I hear this over and over, so can somebody tell me why Apple uses DDR? Do they really get a benefit or is it just for show? Is it needed for other things on the motherboard, or does the CPU benefit, too?
I reckon just for show, they don't want to look *that* far behind the times. I guess that they'll fiddled things so that the actual DDR capabilities are ignored and the RAM is actually running in SDR mode, just that the technology is slightly newer and better, hence the very minimal difference in speed.
Of course DDR is going to make a significant difference (if the CPU, RAM and motherboard support it) - at the moment, you have a situation where the CPU is clocked nearly ten times over the RAM clock.
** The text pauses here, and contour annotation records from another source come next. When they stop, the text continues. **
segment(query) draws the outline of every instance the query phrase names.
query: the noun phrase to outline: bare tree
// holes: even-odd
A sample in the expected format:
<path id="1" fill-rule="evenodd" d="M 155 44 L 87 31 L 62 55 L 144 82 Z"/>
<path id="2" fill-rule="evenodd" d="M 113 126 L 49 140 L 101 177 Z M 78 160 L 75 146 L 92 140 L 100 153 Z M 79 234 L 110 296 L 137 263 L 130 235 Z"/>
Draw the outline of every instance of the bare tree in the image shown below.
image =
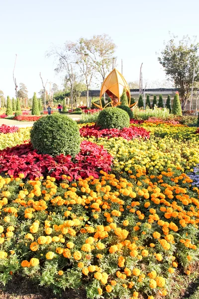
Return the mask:
<path id="1" fill-rule="evenodd" d="M 59 73 L 64 70 L 66 72 L 66 77 L 71 86 L 71 110 L 73 111 L 73 89 L 76 78 L 74 69 L 76 62 L 74 61 L 73 53 L 71 51 L 71 43 L 66 42 L 64 47 L 59 48 L 54 45 L 47 53 L 47 56 L 53 56 L 58 61 L 57 66 L 55 69 L 56 72 Z"/>
<path id="2" fill-rule="evenodd" d="M 46 84 L 44 84 L 43 83 L 43 79 L 41 77 L 41 72 L 39 73 L 39 76 L 40 76 L 41 78 L 41 82 L 42 82 L 42 85 L 43 85 L 43 88 L 44 90 L 44 110 L 46 110 L 46 84 L 48 83 L 48 79 L 47 79 Z"/>
<path id="3" fill-rule="evenodd" d="M 16 78 L 14 78 L 14 69 L 15 68 L 16 57 L 17 57 L 17 55 L 16 54 L 15 61 L 14 61 L 14 69 L 13 70 L 13 80 L 14 81 L 14 85 L 15 86 L 15 96 L 16 96 L 16 99 L 17 98 L 17 87 L 18 87 L 18 86 L 16 85 Z"/>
This means that every time the CPU makes a request to query values in RAM, it has to wait whatever factor of cycles the CPU is clocked over the RAM, cycles that would have been better spent doing stuff. Every architecture, when doing 'real work' makes significant amounts of calls to system RAM, unless you're going to come up with a CPU that has something like 32MB L1 cache :-)
People, do you realise that UDMA and DDR were advancements made on the same concept? Both advancements were made when designers found they could get away with twice the amount of signals in a cycle, on the rising and falling edge, rather than (I think, could be the other way round) just the rising edge of the signal. Being able to send twice the amount of data than before on virtually any bus is going to have a significant benefit (except of course all you ever use your system for is Solitaire!).